Highlighted Projects

Data Validation Automation (NumPy, pandas) | 2019

Context: We worked with millions of rows of messy, user-input data. This data needed to be validated and cleaned before it entered our ETL software.

Challenge: The data validation and cleaning process was highly manual: changing values in Excel to match the expected input within our internal system. There was no universal validation standard, which left large room for error. Data validation took 3 business days to complete, which was an exceptionally long time based on team size and capacity.

Solution: We utilized Python to write functions to standardize and automate the data validation and cleaning process.
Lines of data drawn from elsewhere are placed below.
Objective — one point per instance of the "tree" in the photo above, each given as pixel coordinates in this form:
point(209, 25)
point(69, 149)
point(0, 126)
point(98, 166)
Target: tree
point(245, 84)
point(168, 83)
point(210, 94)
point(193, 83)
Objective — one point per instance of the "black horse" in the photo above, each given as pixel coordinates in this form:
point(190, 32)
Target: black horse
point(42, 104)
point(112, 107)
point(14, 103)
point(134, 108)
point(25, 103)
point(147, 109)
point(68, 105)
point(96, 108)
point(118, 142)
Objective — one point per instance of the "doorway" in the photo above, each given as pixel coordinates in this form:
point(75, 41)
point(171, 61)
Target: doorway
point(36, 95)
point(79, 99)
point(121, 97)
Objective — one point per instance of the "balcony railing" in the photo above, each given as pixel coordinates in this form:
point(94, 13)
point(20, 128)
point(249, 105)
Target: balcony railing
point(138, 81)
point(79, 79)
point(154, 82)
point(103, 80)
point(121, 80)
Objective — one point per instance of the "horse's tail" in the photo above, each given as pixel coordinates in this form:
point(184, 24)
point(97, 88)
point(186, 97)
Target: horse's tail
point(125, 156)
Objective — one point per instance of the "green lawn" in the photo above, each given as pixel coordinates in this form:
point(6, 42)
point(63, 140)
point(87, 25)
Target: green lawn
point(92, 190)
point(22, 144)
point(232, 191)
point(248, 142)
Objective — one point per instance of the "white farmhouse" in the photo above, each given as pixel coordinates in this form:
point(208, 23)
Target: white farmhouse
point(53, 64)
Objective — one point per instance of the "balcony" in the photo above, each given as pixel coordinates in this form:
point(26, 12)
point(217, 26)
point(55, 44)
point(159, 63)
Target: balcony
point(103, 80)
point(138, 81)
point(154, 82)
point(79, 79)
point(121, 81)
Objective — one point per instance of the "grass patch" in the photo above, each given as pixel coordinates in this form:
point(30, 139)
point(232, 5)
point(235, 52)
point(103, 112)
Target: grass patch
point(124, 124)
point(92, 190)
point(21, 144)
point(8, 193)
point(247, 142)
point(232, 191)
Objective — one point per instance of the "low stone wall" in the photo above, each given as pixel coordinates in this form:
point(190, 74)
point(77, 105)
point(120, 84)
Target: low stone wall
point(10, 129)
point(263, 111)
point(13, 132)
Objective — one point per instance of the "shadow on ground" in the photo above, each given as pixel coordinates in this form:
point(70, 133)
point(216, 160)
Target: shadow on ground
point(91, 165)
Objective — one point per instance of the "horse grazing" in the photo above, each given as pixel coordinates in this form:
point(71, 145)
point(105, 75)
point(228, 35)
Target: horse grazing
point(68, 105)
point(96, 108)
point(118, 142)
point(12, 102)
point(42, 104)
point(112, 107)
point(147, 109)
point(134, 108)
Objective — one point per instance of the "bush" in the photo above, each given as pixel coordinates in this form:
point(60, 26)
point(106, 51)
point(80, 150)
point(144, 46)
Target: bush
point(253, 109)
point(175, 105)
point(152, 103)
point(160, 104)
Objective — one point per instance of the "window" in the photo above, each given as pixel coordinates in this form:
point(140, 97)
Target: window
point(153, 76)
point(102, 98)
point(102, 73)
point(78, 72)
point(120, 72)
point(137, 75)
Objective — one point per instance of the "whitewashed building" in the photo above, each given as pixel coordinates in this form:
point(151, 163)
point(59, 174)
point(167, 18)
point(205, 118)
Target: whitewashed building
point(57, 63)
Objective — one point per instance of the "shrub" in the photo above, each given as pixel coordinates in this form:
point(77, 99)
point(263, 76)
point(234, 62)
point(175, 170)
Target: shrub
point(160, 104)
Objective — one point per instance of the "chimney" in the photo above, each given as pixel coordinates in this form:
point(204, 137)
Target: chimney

We used the pandas and NumPy libraries to conduct the essential data analysis tasks. These included validating data for accurate totals, flagging anomalies associated with operating costs, and ensuring completeness in critical fields (e.g. ID numbers, department codes, dates, etc.)  Scripts scanned selected files we received from clients, flagged discrepancies, and normalized the files into a format we could then review and  load into our ETL system much sooner. Data validation time was cut by 50%.

Project IBIS | 2019

Context: During my Master’s program, I led a team of 4 to conduct requirements analysis, data collection, and consulting with FEMA representatives and disaster relief non-profits in Puerto Rico to build a community-driven, geo-spatial, disaster relief information system.

Challenge:  Many Puerto Rican residents living in rural or mountainous areas do not have the means to safely and efficiently evacuate the island during a natural disaster. Furthermore, many rural residents cannot readily transport themselves to a hospital or shelter. In many cases, these residents are often too sick to drive themselves. If they have a designated family member or friend who can transport them, they would have to ensure the roads are clear for vehicles to pass through, which is all the more difficult during a natural disaster.

Solution: We developed a mobile system which uses geographic mapping technology to locate medical, technical, and interpersonal resources before and after a natural disaster. Residents and community leaders can upload resources they have and don't have access to. Local response teams have discretionary access to real time data including but not limited to:

  • Identification and location of vulnerable residents

  • Medical data of residents that adhere to HIPAA laws

  • Locations and contact information of residents with trade skills, large equipment, and professional behavioral backgrounds

  • Locations of relevant resources (food, water, other supplies)

This system has since been used to source and deliver over 11,000 face masks to over 150 healthcare entities in Illinois during the 2020 lockdown.

Data Analysis Industry Salaries | 2024 (ongoing)

Context: The pandemic upended how we think about the job market. As the data analysis sector booms, we need to understand how salary trends have shifted.

Challenge: It is difficult to access reliable, transparent data reporting salaries from the data sector. 

Solution: Analysis from a crowd-sourced dataset that reports salaries from various data professionals from 2020 to the present. Upcoming analysis on these trends will highlight discrepancies in pay for similar job titles, as well as highlight how marco-trends such as inflation and mass-layoffs affect salary trends.